Crude oil prices collapsed from over $100/barrel to the mid-$40s, before stabilizing to about $60/barrel toward the end of February 2015. Further downward corrections are not excluded, with continued pressure from rising inventories—a key factor as of press time.
The overall decline in worldwide oil prices in the last nine months has caused petrochemical supply-chain destocking, but it’s also sowing the seeds for better economic prices and improved demand for petrochemicals and plastics—trends that should ultimately tighten market conditions.
Global Polyethylene Prices Respond
As shown in the chart, global polyethylene prices declined in response to the lower crude prices. Price declines were more immediate in the spot Asian markets; from November to February, prices—using IHS Chemicals’ net transaction price estimate for LLDPE butene film resins—declined by $455 (U.S.) per metric ton, or 28%.
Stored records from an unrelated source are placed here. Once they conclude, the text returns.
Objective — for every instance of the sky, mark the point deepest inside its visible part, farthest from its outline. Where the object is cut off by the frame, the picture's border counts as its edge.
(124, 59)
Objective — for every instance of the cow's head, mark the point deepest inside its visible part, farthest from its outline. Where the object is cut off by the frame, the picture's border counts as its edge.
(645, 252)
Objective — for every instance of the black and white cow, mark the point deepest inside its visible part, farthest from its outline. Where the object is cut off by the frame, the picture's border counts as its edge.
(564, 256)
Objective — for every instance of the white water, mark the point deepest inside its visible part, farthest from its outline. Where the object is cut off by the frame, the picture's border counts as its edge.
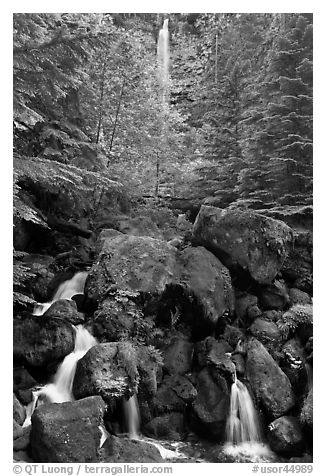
(60, 390)
(66, 290)
(132, 416)
(163, 59)
(243, 431)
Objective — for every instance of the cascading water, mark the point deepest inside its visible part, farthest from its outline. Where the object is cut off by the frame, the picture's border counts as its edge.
(66, 290)
(60, 390)
(243, 433)
(132, 417)
(163, 60)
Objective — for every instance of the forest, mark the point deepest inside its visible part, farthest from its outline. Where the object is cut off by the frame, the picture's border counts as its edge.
(162, 266)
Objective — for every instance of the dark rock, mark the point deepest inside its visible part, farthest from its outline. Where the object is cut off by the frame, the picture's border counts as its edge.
(139, 226)
(253, 312)
(19, 412)
(64, 309)
(232, 335)
(100, 372)
(25, 396)
(268, 334)
(67, 432)
(306, 415)
(243, 302)
(298, 267)
(39, 340)
(211, 406)
(146, 266)
(293, 365)
(22, 442)
(298, 297)
(244, 238)
(285, 436)
(22, 456)
(270, 385)
(178, 356)
(274, 296)
(22, 379)
(204, 277)
(170, 426)
(272, 315)
(123, 450)
(240, 365)
(129, 263)
(17, 430)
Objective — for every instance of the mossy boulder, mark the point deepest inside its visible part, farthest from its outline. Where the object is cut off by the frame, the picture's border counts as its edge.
(254, 242)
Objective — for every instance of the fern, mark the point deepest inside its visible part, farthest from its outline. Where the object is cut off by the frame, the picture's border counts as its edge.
(294, 317)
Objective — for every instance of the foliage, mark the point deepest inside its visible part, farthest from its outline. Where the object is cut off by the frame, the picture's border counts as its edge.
(297, 315)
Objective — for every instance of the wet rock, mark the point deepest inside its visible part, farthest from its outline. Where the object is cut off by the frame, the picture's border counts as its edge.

The initial declines in Asia quickly found their way to the Middle East, by far the world’s largest net exporter for polyethylene. Inventory de-stocking and higher China domestic operating rates from improved non-integrated margins also contributed to the prompt extension of price declines to the Middle East producers.
In like fashion, Western European producers looked to increase operating rates as price declines lagged declines in naphtha, with a weak Euro and higher import tariffs for Middle East imports further supporting domestic production.
Will Lower Crude Lead to Higher Demand?
Market participants may be surprised by the strength of global petrochemical demand growth spurred by the lower energy prices. A recent IHS Chemicals Research Note, “Oil Price Decline Impacts Petrochemicals Scenario,” provides a scenario analysis of how the recent decline in global oil prices is causing some petrochemical supply-chain destocking, but is also sowing the seeds for better economic conditions, lower petrochemical prices, and improving global petrochemical demand.
Capital Projects Expected to Proceed
Continued capacity expansions are needed for polyethylene to meet global demand, which is growing at some 4.4% per year. Prior to the recent crude decline, continued capacity growth expectations were centered in China and the Middle East, as well as resurgence in capacity growth for North America supported by ethane from shale drilling.
While lower crude prices have perhaps given pause to some of the more speculative projects envisioned for latter years, those projects that are already established are expected to proceed. China is expected to move forward with most of the near-term coal-to-olefins projects already underway, although future marginal projects may be canceled or delayed. Capacity growth in the Middle East continues, although the pace of expansions was already slowing prior to the recent decline in crude. In North America, IHS expects projects totaling some 7.4 MMT between now and 2019—an increase of more than 36% compared to 2014 capacity—to proceed as planned.